I meant to thank him, but wasn’t sure I’d said the words out loud. As I tugged the gloves on, I glanced about the room, but there were no cameras in the bedrooms of the Division houses. No one was watching. No one would see my gloved fingers tracing the worn edge of a thousand-year-old document.

But the moment they contacted parchment, the trembling in my hands ceased. It was real. All of it. The visions, the prophecy, the coming destruction. Too real to deny anymore. There was no more room for doubt. No more uncertainty or possibilities.

This was it.

These words were for me. I was the prophet. It was all there was.

Vaguely aware of Logan’s movements across the room, I recited the words in the old tongue; the words I’d known by heart before the first time they’d even come to me through a revelation. It took several minutes, but they seemed to move at a drawn-out pace, each one cementing themselves once more in my consciousness. The gravity of them had somehow changed. The import shifting from burden to substance. Power. These would be the words that saved us.

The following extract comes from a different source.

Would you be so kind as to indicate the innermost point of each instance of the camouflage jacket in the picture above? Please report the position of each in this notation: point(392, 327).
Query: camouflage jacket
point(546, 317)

As I came to the end, I realized Logan was standing behind me. I took a deep breath, and for the first time in a very long while, it didn’t ache.

“Thank you,” I whispered, sliding off the gloves as I turned to Logan. He noticed the change in me, I could see that, but before he had a chance to speak, his phone vibrated.

He pulled the device from his pocket, pressed two buttons, and tucked it back away. “Looks like we’ll have to finish this up later.” He moved past me to roll the prophecy into a tube, and placed it and a few other documents in a satchel before looping the strap over his shoulder. “Ready?” he asked.

I was. I didn’t know what for, exactly, but there was no doubt left in my answer.

We exited the room to turn the opposite direction we’d come in, and Logan led me by the elbow at an even faster pace, not stopping to round the corners before me. I glanced behind us, but the halls were empty. He took us down a set of narrow stairs, pausing only briefly to check the screen of his phone. From my vantage point one step above him, I saw not a text message, but a small red dot on a blackened grid. Like a tracking signal.